With more than 80 percent of the country’s known oil reserves in the south, but most infrastructure including pipelines and refineries in the north, Sudan needs cooperation from both sides if it is to maximize its oil potential, whatever the result of the referendum.
A lack of planning for the referendum and for how assets, especially the oil, could be divided afterwards is increasing the chances of a return to full blown north-south war, which is likely to end Western interest in Sudan’s oil.
Short-changing
A report by the UK-based Global Witness group said some oil production figures published by Khartoum were lower than those given by a major Chinese company operating there.
This could mean the north is short-changing the south by millions of dollars, it said, adding lack of transparency over oil sales and sharing had eroded trust between the two sides.
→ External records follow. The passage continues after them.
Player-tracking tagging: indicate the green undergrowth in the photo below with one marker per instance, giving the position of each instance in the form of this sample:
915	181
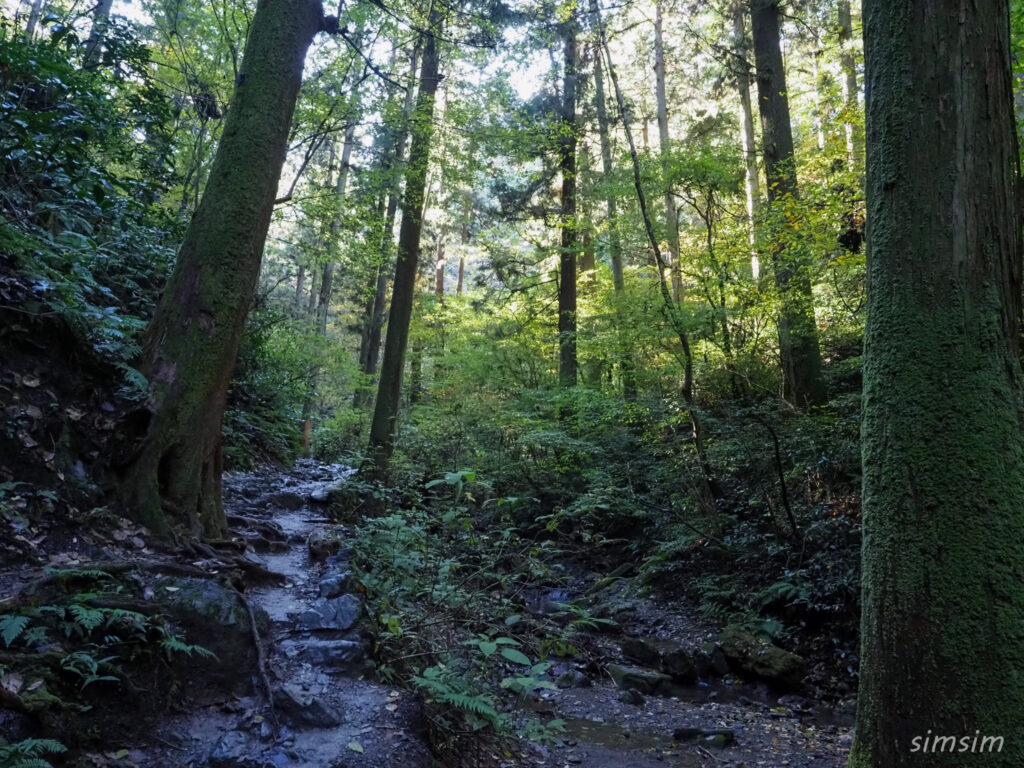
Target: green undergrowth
591	481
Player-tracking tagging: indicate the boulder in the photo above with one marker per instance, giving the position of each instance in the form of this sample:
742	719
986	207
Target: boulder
284	500
759	659
643	681
641	650
211	615
680	665
323	543
334	585
337	613
717	738
302	707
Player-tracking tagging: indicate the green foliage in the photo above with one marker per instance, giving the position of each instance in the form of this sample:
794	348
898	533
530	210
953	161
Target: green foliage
29	753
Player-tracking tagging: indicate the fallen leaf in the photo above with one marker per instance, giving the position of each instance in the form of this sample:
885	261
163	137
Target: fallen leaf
12	682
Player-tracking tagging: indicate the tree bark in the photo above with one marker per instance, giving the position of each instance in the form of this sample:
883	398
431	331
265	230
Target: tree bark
462	256
848	64
671	218
611	213
798	336
189	347
709	486
382	430
392	172
94	43
567	373
752	178
943	432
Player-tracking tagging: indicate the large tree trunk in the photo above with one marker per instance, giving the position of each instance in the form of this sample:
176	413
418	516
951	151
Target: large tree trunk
614	242
569	225
798	336
382	429
94	43
853	147
392	171
752	179
709	486
943	431
189	347
671	218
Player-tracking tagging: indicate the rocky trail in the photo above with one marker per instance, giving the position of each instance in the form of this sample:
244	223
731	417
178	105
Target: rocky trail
657	689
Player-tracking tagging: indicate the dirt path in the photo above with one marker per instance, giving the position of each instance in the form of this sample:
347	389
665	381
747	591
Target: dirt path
333	716
330	715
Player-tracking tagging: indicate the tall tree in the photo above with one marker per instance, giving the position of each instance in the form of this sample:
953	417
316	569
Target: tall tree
849	66
385	418
798	336
189	347
752	178
665	143
567	138
395	138
943	429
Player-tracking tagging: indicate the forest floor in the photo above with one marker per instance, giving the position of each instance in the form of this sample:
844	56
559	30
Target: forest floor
332	710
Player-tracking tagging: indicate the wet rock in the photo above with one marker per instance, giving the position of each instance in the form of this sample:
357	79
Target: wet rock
701	663
717	738
341	559
633	696
211	615
334	585
641	650
337	613
284	500
719	663
337	654
680	665
323	543
304	708
644	681
763	660
232	751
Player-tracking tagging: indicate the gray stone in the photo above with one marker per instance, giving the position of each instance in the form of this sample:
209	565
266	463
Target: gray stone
717	738
763	660
719	664
334	585
642	651
336	613
305	708
680	665
284	500
231	751
211	615
323	542
644	681
338	654
633	696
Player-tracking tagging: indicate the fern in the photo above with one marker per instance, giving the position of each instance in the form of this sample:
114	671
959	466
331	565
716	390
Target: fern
175	644
11	628
29	753
88	619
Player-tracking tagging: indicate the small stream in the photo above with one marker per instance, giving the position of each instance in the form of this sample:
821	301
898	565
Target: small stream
333	713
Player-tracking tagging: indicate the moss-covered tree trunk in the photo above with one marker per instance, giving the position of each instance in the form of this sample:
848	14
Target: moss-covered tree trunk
798	335
190	345
385	417
942	633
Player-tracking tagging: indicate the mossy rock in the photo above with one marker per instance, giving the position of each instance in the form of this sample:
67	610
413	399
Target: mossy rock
753	657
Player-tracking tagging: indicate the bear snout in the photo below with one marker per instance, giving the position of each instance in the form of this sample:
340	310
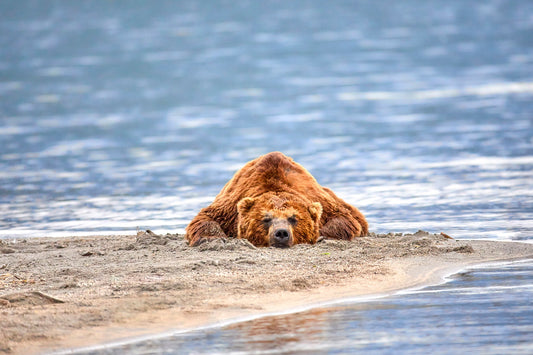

“If the process or outcome (of the referendum) is contested, few have any doubts that the result will be a violently contested partition of the country,” Sudan expert Alex de Waal said on his blog. “A new war of this kind would … drag the entire region into the conflict.”
Most of the southern acreage in Sudan has been licensed and is held by Asian national oil companies, but analysts say an independent southern government could re-sell these blocks or create new blocks from unlicensed areas as a way of bringing in new investment.
“Post-2011, assuming there are no US sanctions on the sovereign southern government, there is the potential for US service companies to return to southern Sudan,” said Monica Enfield at PFC Energy.
“American oil companies could also return to the new country, but that would be contingent on whether the new administration respects the currently licensed blocks.”
But analysts said foreign operators, including Malaysia’s Petronas, Chinese oil firm CNPC and India’s Oil & Natural Gas Corp would cling on to their positions.
“I doubt the big three players will sell large stakes to Western firms. Sudan is highly important for CNPC, Petronas and ONGC, and by extension China, Malaysia and India,” said Philippe de Pontet, Africa analyst at Eurasia Group.
“China gets about 5 percent of its total imports from Sudan, and a lot of its investment is equity oil, meaning it goes directly to China.”
Multinational expertise
De Pontet said Western oil investment could be valuable in developing Sudan’s oil industry:
“If offshore fields show real promise, that could be an area where Western multinational expertise may be missed,” he said.
Asian oil firms have made clear they want to continue in the country, whatever the outcome of the referendum.
“I don’t know about other companies but we want to remain even after 2011 whether it is one country or two,” said a source working in the industry.
The source said the government in the north would prefer companies did not engage the south too much, but many had already started making connections and building a relationship with the south ahead of 2011.
Western oil companies are likely to take a lead from French oil major Total, which leads a consortium that has owned a large concession since the 1980s but has never been properly explored because of the war.
Total looks set to wait for a peaceful conclusion to the referendum.
“Total’s approach is based on its acceptance by all parties our best guarantee is the achievement of such acceptability,” Total E&P Vice President of Public Affairs Jean Francois Lasalle said in an email to Reuters.
This month, the Total-led consortium was ordered to pay $11 million in compensation to a firm forced out two years ago, illustrating the uncertainties of operating in the country.